🤖 AI Summary
To address the instability and irreproducibility of multi-step reasoning by large language models (LLMs) in non-serializable reinforcement learning environments—such as Docker containers—this paper proposes a lightweight guided search strategy: one-step lookahead combined with trajectory selection, grounded in a learned action-value function. Unlike traditional search paradigms like Monte Carlo Tree Search (MCTS), our method avoids environment state saving or restoration, eliminating reliance on snapshots and thereby enhancing trial efficiency and environmental compatibility. This work marks the first deployment of practical guided search in non-serializable RL settings. Evaluated on the SWE-bench Verified benchmark, Qwen-72B achieves a 40.8% task-solving rate, establishing a new state-of-the-art among open-source models. Further validation with GPT-4o confirms strong cross-model generalizability and consistent performance gains.
📝 Abstract
Large language models (LLMs) have recently achieved remarkable results in complex multi-step tasks, such as mathematical reasoning and agentic software engineering. However, they often struggle to maintain consistent performance across multiple solution attempts. One effective approach to narrow the gap between average-case and best-case performance is guided test-time search, which explores multiple solution paths to identify the most promising one.

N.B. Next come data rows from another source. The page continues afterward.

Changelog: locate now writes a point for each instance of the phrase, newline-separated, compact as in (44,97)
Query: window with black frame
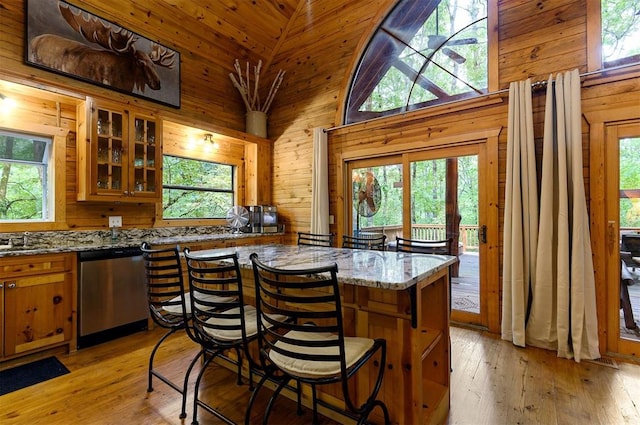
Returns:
(26,188)
(425,52)
(196,189)
(620,32)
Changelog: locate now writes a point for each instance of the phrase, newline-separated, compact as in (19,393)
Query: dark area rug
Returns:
(31,373)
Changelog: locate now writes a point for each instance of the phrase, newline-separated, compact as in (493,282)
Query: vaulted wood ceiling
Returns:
(221,30)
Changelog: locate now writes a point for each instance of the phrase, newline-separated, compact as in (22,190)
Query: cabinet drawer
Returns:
(34,264)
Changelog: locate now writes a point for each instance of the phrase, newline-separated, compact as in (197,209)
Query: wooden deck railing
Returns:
(468,233)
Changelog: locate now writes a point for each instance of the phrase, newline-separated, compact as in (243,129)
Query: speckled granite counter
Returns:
(76,241)
(377,269)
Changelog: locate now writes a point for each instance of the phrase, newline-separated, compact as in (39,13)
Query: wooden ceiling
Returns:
(221,30)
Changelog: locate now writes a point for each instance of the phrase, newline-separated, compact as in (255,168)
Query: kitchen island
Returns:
(401,297)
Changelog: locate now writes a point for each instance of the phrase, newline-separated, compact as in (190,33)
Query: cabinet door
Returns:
(111,136)
(38,312)
(119,154)
(146,151)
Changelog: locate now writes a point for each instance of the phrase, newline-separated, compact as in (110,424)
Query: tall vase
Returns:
(256,123)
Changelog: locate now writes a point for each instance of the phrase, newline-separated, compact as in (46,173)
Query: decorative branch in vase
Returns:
(251,97)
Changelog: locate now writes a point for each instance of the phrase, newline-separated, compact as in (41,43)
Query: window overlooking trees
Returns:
(25,189)
(425,52)
(620,32)
(194,189)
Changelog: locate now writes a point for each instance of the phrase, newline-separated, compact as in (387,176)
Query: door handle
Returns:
(482,234)
(612,235)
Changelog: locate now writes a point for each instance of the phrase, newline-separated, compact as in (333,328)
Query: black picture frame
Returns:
(110,56)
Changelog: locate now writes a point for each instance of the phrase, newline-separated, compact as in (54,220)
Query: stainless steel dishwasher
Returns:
(112,298)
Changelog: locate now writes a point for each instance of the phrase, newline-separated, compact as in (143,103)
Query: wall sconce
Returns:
(6,103)
(208,138)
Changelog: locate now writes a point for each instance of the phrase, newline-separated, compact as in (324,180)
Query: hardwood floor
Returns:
(493,382)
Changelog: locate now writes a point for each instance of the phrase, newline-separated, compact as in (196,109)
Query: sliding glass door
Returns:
(432,195)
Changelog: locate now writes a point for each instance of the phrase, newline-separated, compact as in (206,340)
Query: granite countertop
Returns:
(378,269)
(77,241)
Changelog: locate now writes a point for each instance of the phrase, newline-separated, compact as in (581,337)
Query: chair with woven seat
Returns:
(221,322)
(317,239)
(312,347)
(375,241)
(442,247)
(167,306)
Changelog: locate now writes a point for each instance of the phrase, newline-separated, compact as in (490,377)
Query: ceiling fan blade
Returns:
(435,41)
(454,56)
(462,41)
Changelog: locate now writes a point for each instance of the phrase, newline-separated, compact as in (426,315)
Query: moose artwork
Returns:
(68,40)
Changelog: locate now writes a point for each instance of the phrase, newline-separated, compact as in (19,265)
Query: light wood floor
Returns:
(492,382)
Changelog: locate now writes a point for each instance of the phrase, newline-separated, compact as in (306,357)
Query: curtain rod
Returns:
(534,86)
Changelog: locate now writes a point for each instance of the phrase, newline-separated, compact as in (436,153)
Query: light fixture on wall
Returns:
(6,103)
(208,138)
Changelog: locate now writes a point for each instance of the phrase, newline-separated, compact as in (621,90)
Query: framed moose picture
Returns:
(71,41)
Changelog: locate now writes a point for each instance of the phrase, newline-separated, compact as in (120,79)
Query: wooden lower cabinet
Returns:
(38,303)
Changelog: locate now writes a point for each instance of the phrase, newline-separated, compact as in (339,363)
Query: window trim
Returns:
(209,220)
(58,177)
(45,167)
(492,67)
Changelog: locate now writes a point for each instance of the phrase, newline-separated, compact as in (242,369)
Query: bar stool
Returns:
(311,348)
(317,239)
(376,241)
(442,247)
(167,306)
(221,322)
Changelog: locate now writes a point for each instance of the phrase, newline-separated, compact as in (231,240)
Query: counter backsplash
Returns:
(104,237)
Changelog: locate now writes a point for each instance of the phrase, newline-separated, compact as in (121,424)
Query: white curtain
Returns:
(563,309)
(521,214)
(320,183)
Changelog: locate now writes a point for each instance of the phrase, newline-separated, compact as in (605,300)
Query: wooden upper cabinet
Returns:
(119,154)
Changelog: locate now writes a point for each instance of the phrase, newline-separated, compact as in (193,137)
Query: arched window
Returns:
(425,52)
(620,32)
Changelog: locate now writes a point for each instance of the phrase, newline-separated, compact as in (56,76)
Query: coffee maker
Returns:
(269,219)
(255,218)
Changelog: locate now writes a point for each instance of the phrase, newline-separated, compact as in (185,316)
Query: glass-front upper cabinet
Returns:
(119,154)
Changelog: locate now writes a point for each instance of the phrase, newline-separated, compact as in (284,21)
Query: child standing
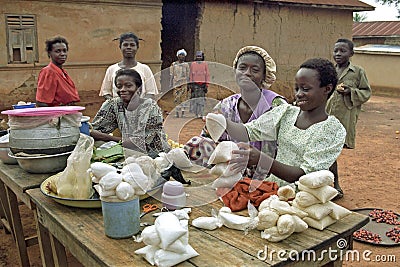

Unfortunately, effective search techniques (e.g. MCTS) are often unsuitable for non-serializable RL environments, such as Docker containers, where intermediate environment states cannot be easily saved and restored. We investigate two complementary search strategies applicable to such environments: 1-step lookahead and trajectory selection, both guided by a learned action-value function estimator. On the SWE-bench Verified benchmark, a key testbed for agentic software engineering, we find these methods to double the average success rate of a fine-tuned Qwen-72B model, achieving 40.8%, the new state-of-the-art for open-weights models. Additionally, we show that these techniques are transferable to more advanced closed models, yielding similar improvements with GPT-4o.